The formation of nanometer-sized structures remains a challenge that limits advances in many fields of nanotechnology such as fabrications of semiconductor integrated circuits (ICs), photonic band gap materials and magnetic storage devices. Emerging candidates to address the need for smaller features are ArF immersion lithography and extreme ultraviolet (EUV) lithography. E-beam lithography has further pushed the feature sizes down to sub 10 nm, but issues such as cost and low throughput still need to be addressed.
To date, several studies have reported block copolymer lithography by starting with a film of self-assembled poly(styrene-block-methyl methacrylate). In this system, one of the most common strategies to generate nanostructures in poly(styrene-block-methyl methacrylate) thin films is selective UV degradation and removal of poly(methyl methacrylate) microdomain. However, components of this block copolymer, polystyrene and poly(methyl methacrylate), have very low sensitivity to deep-UV and e-beam. Therefore, high irradiances are required to make nano-structured films.
Precise location of block copolymer patterns are performed only when a substrate is chemically or topographically modified, limiting the usefulness of this material in further patterning applications. Furthermore, this block copolymer cannot form small microdomains, which is also a crucial problem that limits development of block copolymer lithography.

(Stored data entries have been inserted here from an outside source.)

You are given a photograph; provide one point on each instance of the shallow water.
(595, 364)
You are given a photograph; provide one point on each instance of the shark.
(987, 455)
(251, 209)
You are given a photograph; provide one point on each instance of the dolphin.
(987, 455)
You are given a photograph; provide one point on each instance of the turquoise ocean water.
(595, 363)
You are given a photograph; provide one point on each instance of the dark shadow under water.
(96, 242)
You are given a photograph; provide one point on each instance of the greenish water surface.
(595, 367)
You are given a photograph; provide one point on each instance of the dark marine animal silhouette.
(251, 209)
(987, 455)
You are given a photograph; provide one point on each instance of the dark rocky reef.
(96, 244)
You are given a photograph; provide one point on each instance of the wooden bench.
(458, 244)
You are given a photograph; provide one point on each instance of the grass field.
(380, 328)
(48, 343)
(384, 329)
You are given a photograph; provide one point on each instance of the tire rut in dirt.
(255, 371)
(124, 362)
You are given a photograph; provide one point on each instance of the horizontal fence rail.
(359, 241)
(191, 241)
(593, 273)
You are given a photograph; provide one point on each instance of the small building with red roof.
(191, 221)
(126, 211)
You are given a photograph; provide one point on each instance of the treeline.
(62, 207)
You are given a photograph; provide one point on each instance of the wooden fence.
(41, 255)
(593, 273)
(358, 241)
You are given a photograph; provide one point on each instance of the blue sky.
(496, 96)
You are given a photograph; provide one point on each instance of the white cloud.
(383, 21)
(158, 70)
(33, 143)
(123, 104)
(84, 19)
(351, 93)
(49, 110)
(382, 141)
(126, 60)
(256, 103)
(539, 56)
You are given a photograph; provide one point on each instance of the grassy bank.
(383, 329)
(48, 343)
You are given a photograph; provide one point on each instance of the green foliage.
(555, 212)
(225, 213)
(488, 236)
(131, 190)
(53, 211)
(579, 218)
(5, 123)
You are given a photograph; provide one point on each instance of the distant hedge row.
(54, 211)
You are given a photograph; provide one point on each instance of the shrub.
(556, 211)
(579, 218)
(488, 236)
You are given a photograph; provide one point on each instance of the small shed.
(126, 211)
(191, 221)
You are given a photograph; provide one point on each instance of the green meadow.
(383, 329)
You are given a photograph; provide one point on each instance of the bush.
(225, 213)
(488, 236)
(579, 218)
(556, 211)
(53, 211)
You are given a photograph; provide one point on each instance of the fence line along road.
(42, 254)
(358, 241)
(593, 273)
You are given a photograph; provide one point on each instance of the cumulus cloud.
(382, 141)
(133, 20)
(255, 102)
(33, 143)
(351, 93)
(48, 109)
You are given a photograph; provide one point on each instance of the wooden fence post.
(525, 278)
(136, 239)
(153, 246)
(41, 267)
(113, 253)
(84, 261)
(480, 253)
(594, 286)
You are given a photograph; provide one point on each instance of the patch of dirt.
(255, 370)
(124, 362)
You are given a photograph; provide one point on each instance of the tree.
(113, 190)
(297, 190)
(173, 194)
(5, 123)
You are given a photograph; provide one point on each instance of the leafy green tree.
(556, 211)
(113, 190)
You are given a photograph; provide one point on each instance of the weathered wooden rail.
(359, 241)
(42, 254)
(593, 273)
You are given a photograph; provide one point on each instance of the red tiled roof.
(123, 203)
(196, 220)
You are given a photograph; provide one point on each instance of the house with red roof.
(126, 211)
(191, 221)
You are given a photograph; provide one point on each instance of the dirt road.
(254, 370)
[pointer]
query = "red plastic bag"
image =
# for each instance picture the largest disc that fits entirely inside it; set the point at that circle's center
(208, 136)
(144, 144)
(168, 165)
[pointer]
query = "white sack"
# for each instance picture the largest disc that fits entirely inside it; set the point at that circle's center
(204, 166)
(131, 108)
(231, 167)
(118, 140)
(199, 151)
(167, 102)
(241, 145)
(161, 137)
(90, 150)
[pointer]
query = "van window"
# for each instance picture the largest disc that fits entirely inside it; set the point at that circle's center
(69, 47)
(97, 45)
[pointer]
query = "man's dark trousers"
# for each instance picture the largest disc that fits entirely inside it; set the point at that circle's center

Poly(α-methylstyrene-block-hydroxystyrene) has been used in block copolymer lithography. The poly(hydroxystyrene) block acts as a negative-tone photoresist and the second block made of poly(α-methylstyrene) can be selectively removed under UV irradiation in high vacuum conditions. However, multistep deep-UV irradiation and high vacuum conditions are required for selective removal of the poly(α-methylstyrene) block, which limits the usefulness of these materials in patterning processes.